It’s a myth that people aren’t open to new ideas. They are, as long as they can see the benefit of what you are proposing. Just because you see the value of the suggestion doesn’t mean others will if you don’t speak their language.
Managers want to know how your new idea makes their life easier. They want certainty, to avoid risk, to win. They need to feel secure, worthy, and that they are contributing to organization’s success. You need to assure them that your idea does it all.
Here’s a checklist of questions and points to use before you approach someone with your creative suggestion. Having good answers will help you get ready to have your idea fly to create an exciting new future.
You’ve got the idea and want to hear a ‘yes’ to it. Here’s what to do.

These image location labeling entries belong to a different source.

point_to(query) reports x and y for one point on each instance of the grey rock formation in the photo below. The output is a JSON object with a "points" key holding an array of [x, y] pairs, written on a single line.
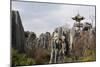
{"points": [[30, 40], [59, 44], [17, 30]]}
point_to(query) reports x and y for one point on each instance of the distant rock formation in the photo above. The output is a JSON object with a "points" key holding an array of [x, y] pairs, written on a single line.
{"points": [[44, 40], [59, 44], [30, 40], [17, 30]]}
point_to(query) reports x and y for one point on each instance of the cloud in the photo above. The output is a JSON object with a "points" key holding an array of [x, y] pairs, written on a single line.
{"points": [[42, 17]]}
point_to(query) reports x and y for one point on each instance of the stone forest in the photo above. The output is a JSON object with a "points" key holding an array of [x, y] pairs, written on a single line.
{"points": [[64, 45]]}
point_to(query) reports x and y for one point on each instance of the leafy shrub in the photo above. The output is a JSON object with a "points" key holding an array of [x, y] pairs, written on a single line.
{"points": [[21, 59]]}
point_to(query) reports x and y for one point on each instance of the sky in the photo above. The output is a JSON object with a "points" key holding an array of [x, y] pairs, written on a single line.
{"points": [[45, 17]]}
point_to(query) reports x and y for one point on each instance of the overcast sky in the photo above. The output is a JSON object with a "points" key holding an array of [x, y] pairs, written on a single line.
{"points": [[43, 17]]}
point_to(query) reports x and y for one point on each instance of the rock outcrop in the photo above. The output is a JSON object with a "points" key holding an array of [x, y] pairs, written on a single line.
{"points": [[17, 30]]}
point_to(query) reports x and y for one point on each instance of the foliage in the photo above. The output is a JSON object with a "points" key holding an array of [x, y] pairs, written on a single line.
{"points": [[21, 59]]}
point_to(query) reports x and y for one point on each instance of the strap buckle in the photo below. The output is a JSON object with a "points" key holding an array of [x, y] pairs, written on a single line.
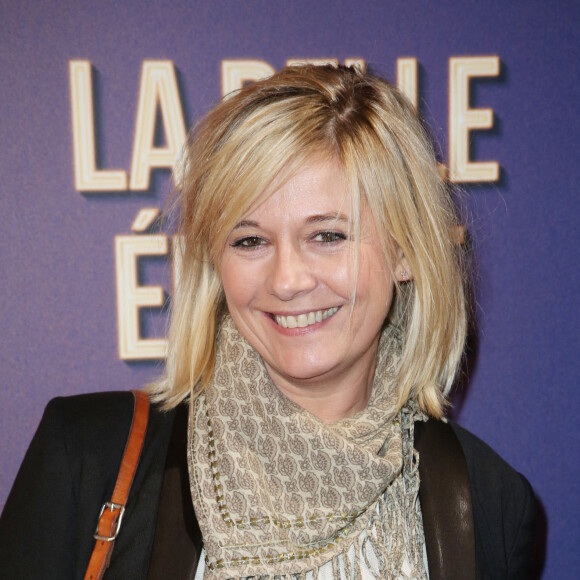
{"points": [[111, 520]]}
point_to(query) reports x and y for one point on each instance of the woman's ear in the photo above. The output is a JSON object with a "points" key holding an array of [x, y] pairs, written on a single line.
{"points": [[403, 270]]}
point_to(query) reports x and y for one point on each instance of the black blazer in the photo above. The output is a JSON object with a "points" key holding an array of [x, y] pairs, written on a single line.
{"points": [[70, 469]]}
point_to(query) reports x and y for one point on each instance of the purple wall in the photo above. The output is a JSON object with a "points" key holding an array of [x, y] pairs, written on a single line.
{"points": [[58, 303]]}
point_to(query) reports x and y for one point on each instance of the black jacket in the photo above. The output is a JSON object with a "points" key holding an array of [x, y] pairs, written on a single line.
{"points": [[70, 469]]}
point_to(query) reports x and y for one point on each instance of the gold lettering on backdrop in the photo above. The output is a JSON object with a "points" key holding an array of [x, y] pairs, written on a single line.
{"points": [[237, 72], [87, 177], [131, 296], [407, 78], [158, 90], [159, 106], [463, 120]]}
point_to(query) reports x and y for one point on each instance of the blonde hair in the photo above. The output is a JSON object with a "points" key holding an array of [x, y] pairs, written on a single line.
{"points": [[268, 129]]}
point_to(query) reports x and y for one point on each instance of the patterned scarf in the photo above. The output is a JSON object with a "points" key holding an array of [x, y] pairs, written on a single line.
{"points": [[278, 492]]}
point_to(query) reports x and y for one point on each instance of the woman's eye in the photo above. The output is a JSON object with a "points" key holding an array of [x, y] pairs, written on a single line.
{"points": [[329, 237], [249, 242]]}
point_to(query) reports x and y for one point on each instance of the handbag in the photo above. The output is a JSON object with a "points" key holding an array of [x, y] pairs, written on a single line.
{"points": [[111, 516]]}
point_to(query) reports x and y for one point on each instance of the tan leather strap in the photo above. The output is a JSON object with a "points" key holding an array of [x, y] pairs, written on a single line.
{"points": [[112, 512], [445, 497]]}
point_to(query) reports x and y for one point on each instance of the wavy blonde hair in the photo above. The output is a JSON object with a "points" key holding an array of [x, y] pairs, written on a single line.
{"points": [[269, 129]]}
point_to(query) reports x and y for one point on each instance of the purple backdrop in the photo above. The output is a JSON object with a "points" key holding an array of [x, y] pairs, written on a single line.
{"points": [[58, 299]]}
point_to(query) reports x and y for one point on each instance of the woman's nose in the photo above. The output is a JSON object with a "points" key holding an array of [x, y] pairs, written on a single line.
{"points": [[291, 275]]}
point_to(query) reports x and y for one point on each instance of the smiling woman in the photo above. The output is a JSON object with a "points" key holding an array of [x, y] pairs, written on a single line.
{"points": [[288, 273], [317, 327]]}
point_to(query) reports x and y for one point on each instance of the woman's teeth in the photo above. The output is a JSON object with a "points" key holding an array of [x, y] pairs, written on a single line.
{"points": [[303, 320]]}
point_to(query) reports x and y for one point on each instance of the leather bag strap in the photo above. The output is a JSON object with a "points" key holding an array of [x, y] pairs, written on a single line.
{"points": [[445, 497], [112, 511]]}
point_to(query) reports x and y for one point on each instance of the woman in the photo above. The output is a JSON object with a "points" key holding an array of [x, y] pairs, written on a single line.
{"points": [[319, 320]]}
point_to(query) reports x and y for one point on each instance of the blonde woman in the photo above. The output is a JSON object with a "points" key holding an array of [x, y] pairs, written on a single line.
{"points": [[316, 330]]}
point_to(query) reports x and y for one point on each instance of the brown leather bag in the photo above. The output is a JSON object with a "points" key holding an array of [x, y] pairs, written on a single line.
{"points": [[111, 515]]}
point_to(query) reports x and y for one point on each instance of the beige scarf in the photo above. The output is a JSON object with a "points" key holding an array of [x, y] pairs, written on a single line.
{"points": [[278, 492]]}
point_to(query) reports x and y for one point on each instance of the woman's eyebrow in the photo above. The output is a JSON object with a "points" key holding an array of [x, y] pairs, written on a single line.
{"points": [[327, 217], [247, 224]]}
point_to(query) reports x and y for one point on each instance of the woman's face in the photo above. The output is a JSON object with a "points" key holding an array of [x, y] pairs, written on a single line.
{"points": [[288, 273]]}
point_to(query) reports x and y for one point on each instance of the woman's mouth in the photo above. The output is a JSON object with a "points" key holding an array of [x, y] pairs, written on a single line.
{"points": [[307, 319]]}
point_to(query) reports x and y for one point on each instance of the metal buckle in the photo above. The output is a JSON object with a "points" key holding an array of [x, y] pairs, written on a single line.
{"points": [[112, 506]]}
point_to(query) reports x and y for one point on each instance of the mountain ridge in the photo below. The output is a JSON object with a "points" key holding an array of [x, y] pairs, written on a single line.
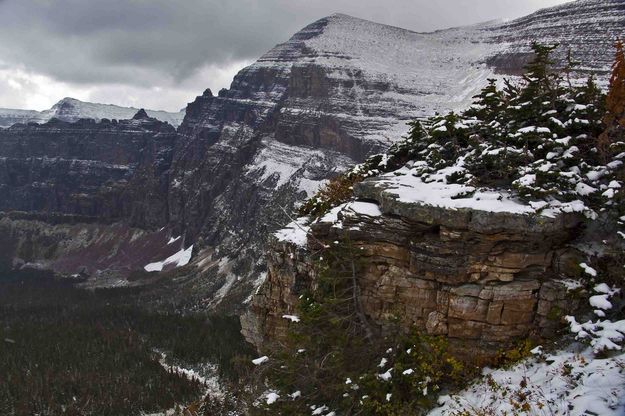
{"points": [[336, 92], [72, 109]]}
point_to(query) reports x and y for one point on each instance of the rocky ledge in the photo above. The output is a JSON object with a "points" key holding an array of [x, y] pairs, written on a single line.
{"points": [[482, 278]]}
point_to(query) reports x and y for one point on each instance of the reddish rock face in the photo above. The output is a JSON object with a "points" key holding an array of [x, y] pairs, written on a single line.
{"points": [[482, 287]]}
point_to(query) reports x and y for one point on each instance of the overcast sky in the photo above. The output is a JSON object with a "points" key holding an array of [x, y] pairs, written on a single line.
{"points": [[160, 54]]}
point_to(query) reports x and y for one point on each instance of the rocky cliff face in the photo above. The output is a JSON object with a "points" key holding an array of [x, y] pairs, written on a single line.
{"points": [[340, 89], [483, 279], [71, 109], [107, 170]]}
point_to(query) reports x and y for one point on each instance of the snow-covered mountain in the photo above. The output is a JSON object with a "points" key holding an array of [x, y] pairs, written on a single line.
{"points": [[71, 109], [339, 90]]}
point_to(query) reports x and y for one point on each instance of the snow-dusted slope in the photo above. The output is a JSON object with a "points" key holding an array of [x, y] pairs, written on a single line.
{"points": [[372, 78], [71, 109], [337, 91]]}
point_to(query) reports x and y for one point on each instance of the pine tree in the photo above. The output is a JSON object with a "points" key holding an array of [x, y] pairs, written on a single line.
{"points": [[614, 119]]}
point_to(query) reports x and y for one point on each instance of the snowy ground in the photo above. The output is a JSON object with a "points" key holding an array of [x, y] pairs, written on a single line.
{"points": [[569, 382]]}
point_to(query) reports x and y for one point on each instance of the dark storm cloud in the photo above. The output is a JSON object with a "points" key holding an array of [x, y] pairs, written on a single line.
{"points": [[144, 42]]}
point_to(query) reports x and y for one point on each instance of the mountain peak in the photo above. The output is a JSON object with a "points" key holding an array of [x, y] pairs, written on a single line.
{"points": [[141, 115]]}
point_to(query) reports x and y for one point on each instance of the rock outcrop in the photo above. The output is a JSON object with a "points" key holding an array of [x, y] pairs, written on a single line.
{"points": [[106, 170], [337, 91], [483, 279], [71, 109]]}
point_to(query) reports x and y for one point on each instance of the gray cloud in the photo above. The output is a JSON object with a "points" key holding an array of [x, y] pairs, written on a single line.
{"points": [[167, 43]]}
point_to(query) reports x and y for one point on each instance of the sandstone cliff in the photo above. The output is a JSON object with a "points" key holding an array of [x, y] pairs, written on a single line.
{"points": [[337, 91], [483, 279]]}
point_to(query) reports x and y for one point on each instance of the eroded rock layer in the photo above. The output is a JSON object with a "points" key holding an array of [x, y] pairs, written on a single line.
{"points": [[482, 279]]}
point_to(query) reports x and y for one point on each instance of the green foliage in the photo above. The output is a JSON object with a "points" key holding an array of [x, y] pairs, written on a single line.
{"points": [[537, 137], [334, 193], [331, 355], [75, 352]]}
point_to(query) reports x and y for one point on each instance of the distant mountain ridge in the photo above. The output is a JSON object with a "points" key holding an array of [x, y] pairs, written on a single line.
{"points": [[336, 92], [71, 109]]}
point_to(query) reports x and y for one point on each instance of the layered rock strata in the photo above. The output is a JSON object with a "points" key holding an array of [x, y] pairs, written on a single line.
{"points": [[482, 279]]}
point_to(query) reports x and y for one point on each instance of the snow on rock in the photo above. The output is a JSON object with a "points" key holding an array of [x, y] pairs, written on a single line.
{"points": [[260, 360], [71, 109], [295, 232], [588, 270], [412, 189], [292, 318], [181, 258], [565, 383], [364, 208], [385, 376], [600, 301], [272, 397]]}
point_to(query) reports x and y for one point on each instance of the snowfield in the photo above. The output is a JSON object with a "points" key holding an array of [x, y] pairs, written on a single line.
{"points": [[569, 382]]}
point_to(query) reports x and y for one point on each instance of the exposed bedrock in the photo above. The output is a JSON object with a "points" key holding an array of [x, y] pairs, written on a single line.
{"points": [[482, 279]]}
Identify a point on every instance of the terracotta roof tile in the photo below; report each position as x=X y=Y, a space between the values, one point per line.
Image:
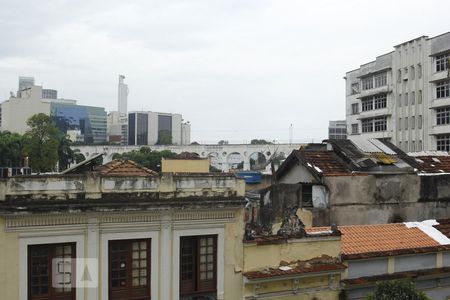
x=369 y=280
x=443 y=227
x=119 y=167
x=434 y=164
x=381 y=239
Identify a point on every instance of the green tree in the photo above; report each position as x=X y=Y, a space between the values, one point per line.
x=11 y=149
x=146 y=157
x=41 y=143
x=396 y=290
x=65 y=153
x=164 y=138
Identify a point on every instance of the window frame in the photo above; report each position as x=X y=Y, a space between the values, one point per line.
x=443 y=116
x=51 y=254
x=441 y=62
x=129 y=289
x=443 y=89
x=443 y=142
x=198 y=286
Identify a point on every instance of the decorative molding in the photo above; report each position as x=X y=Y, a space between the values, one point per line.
x=204 y=215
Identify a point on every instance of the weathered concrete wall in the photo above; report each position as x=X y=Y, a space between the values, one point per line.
x=91 y=186
x=367 y=267
x=9 y=263
x=415 y=262
x=258 y=257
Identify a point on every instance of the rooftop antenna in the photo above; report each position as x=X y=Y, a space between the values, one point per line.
x=290 y=134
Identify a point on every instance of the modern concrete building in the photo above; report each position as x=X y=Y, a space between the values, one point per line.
x=403 y=96
x=81 y=123
x=150 y=128
x=337 y=130
x=17 y=110
x=89 y=121
x=122 y=96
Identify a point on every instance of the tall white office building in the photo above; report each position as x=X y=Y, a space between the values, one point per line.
x=122 y=97
x=403 y=96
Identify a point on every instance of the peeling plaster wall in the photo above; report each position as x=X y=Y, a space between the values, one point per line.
x=9 y=260
x=91 y=186
x=264 y=256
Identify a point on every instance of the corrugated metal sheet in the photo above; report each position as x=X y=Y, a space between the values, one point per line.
x=382 y=147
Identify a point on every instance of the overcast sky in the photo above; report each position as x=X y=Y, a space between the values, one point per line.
x=236 y=69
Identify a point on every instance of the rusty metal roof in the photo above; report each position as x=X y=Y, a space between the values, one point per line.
x=433 y=164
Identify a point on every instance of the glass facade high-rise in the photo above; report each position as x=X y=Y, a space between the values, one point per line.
x=90 y=121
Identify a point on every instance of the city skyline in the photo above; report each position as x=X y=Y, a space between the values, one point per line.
x=227 y=67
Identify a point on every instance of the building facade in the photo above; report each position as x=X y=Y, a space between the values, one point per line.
x=122 y=96
x=89 y=121
x=150 y=128
x=137 y=234
x=403 y=96
x=337 y=130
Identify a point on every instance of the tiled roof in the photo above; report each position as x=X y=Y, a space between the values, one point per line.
x=369 y=280
x=443 y=227
x=186 y=155
x=318 y=264
x=433 y=164
x=119 y=167
x=361 y=241
x=326 y=161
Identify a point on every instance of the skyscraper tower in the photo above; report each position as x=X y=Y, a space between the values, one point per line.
x=122 y=97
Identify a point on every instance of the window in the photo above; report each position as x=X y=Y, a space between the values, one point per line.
x=355 y=88
x=380 y=123
x=374 y=124
x=367 y=104
x=355 y=128
x=443 y=143
x=375 y=102
x=367 y=125
x=380 y=79
x=367 y=83
x=442 y=62
x=355 y=108
x=443 y=116
x=380 y=101
x=443 y=89
x=40 y=271
x=198 y=267
x=129 y=265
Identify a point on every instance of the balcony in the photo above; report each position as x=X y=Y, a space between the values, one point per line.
x=440 y=129
x=375 y=91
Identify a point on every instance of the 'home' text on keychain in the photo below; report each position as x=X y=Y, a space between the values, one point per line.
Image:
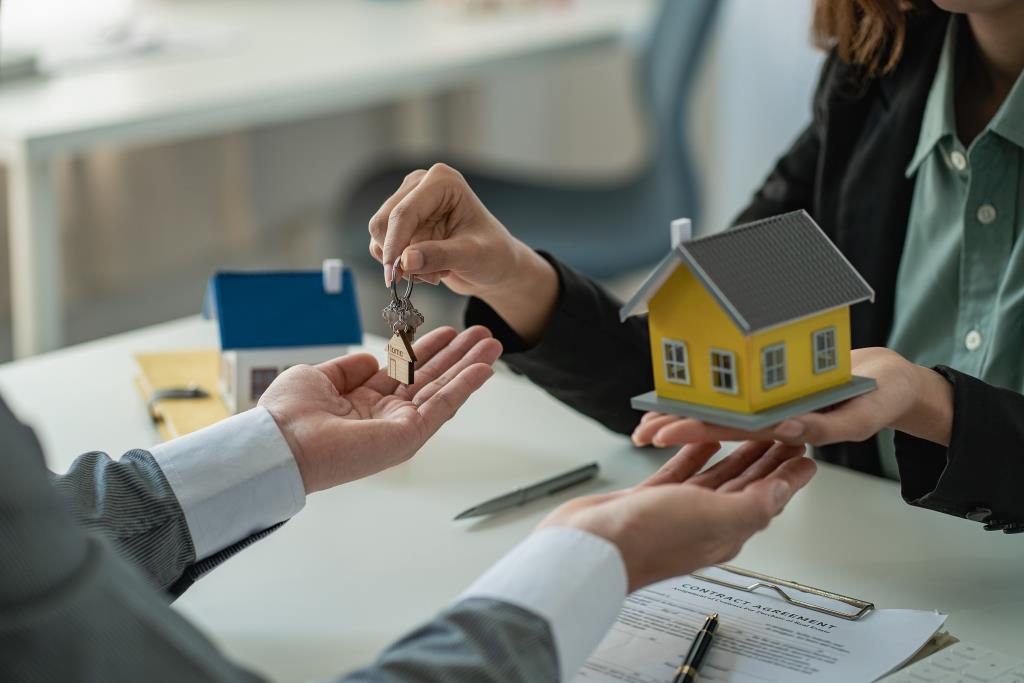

Ask your boss, client, colleagues if they are open to considering a new idea.
- If they say no, ask when might be a better time or who else to approach, then continue through the list
- If they say yes, proceed through the list
If this idea is to have any sticking power it needs support. When you are ready to answer the questions and address the points below you will increase the likelihood of a yes.
These are questions and points to cover when making a proposal in an organizational setting.
1. Demonstrate its value.
- How does the new idea improve a product, service or process that exists within the company or external to it – How does it meet people’s needs in a better way than what already exists?
- How does the idea advance the organization’s goals – Is sustainability or corporate social responsibility a goal? In what ways does your idea support these, for example?
- How does it increase competitive advantage – In what ways does it make life easier for the customer? What makes it the most attractive decision for stake holders?
- How does it differentiate the organization in the marketplace – How will it serve to attract and keep customers and talent?
2. Show how it will be implemented and by whom.
- Outline the multi-stage process by which the idea will be transformed into a new product, service or process
- List the resources needed throughout (time, people power, funding, etc.)
- Identify the people and agencies who will be involved and what it will take to get their agreement
You can safely present your when you’ve covered all these points. You can use your creativity to come up with ways to answer them too. Just make sure to help the people receiving the new idea appreciate its value and the benefits they will derive from adopting it.